Давно не появлявшийся в этих местах виконт Блекторн когда-то поклялся и шагу не ступать в деревенскую церковь Хартли. Там он выслушал так много адских, проклинающих все и вся, проповедей, что хватило бы на целую жизнь; Уильям Блекторн достиг своего предела к десяти годам. Другое место, которое он решил избегать любой ценой, сейчас было целью его путешествия – поместье Блекторн. Каменное здание с чудовищными парапетами, кишащими фигурами горгулий и грозно нависающими башнями, контролировало жизнь в деревне со своего «постамента» – находившегося на отдаленном холме, словно страж судьбы. Не торопясь приблизиться к мрачным воротам, Уильям повернулся спиной к дому своего детства, и его взгляд натолкнулся на другое строение, никогда не покидавшее его ночных кошмаров.
Звук женского контральто, раздающийся в унисон с переливами органа из краснокирпичной часовни, привлек внимание Уильяма, заставив нахмуриться. Он отчетливо помнил, что несколько лет назад заплатил целое состояние за реконструкцию этого святилища, не говоря уж об оплате ежегодного огромного счета на обслуживание. Однако, здание выглядело по-прежнему ветхим, остро нуждающемся в ремонте.
Озадаченный, он был готов нарушить свое обещание – не прикасаться к двери этой часовни, но сейчас его голову занимали совершенно другие вопросы. С истечением времени, почти десятилетия, он перестал бояться гнетущих проповедей, преследовавших его все детство. Кроме того, помогало понимание, что жуткий преподобный давно мертв, а нынешний викарий, один из членов местного дворянства, всегда относился к нему, еще мальчику, с добротой.
Всплыли приятные, но почти забытые воспоминания о викарии, в то время служившем младшим пастором, разрешавшем ему играть со старшей из трех его дочерей. Золотоволосая девочка с огромной заинтересованностью в серьезном мальчике, управляющем практически всей их жизнью, приняла его в круг своих игр. Она была немногим старше его и позволяла себе командовать. Он же был готов простить ей эту вольность, потому что, в отличие от любой другой девочки его сословия, она не отвергала его намеренно.
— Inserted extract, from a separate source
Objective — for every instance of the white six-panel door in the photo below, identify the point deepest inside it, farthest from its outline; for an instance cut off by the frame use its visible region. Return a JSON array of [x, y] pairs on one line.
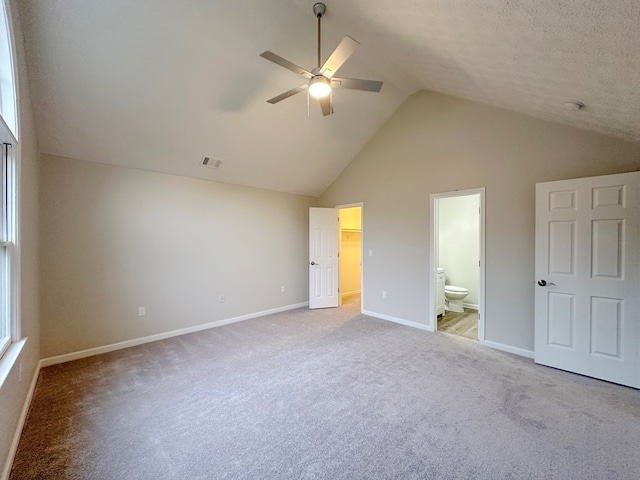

Положение и богатство, полученные им по наследству, ничего не значили из-за распространившихся повсюду слухов о семейном проклятии, что любая близкая связь с ним, а также брак приведут к неминуемой гибели. Великодушию викария, несомненно, способствовало осознание, что его дочь занимает гораздо более низкое положение в обществе, а это защищало ее от потенциального интереса будущего виконта. Несмотря на это, Уильям ценил такое для него редкое чувство принятия.
Намек на улыбку тронул его губы, когда он вспомнил такой ценный подарок этой семьи – дружбу, – укрепляя решение войти в неприятное для него помещение. Теперь это уже не имело никакого значения. После того как он навестит на кладбище рядом с церковью могилу неоплаканного отца – причина, по которой он свернул с прямой дороги, – ему оставалось только добраться до семейного дома на холме и… умереть.
Рана на левой руке, вне всякого сомнения, была смертельной. Армейский хирург оставался непреклонным, считая, что единственной надеждой на выживание была бы ампутация, но Уильям отказался. Смерть на поле боя виделась долгожданным завершением его военной карьеры, но частичное уничтожение личности оказалось большим мучением, чем виконт мог вынести. У него уже имелся ужасный шрам на правой стороне лица после встречи с мечом француза. Ранение ноги от выстрела из мушкета он лечил на протяжении шести месяцев, однако незаживающая рана продолжала постоянно напоминать о себе. Чудо, что ему удалось продержаться живым так долго, и сейчас, понимая, что конец близок, Уильям почувствовал необходимость вернуться в поместье Блекторн. Его смерть положила бы конец проклятию, которое на протяжении нескольких поколений изводило всю семью. Казалось, это место больше чем какое-либо подходило для того, чтобы весь ужас закончился именно там, где он начался.
Двигаясь на удивление незаметно для такого большого человека, к тому же страдающего лихорадкой и хромотой, Уильям пробрался к пустующей скамье в задней части часовни. Опасаясь привлечь внимание, он душил стоны, опускаясь на скамью. Наконец, отдышавшись, Уильям с удовольствием сосредоточил взгляд на женщине с приятным голосом. Она сидела за старым органом, и с этого ракурса ее вид был столь же пленителен, как и пение. Завитки, выбивающиеся из-под чепца, имели светло-каштановый оттенок или, возможно, золотисто-русый. При тусклом освещении часовни от нескольких зажженных свечей сложно было понять. В ее профиле вырисовывался прямой королевский нос и упрямый подбородок. Искра мимолетного узнавания заставила задуматься: может ли эта женщина быть той подругой из детства, о которой он совсем недавно вспоминал.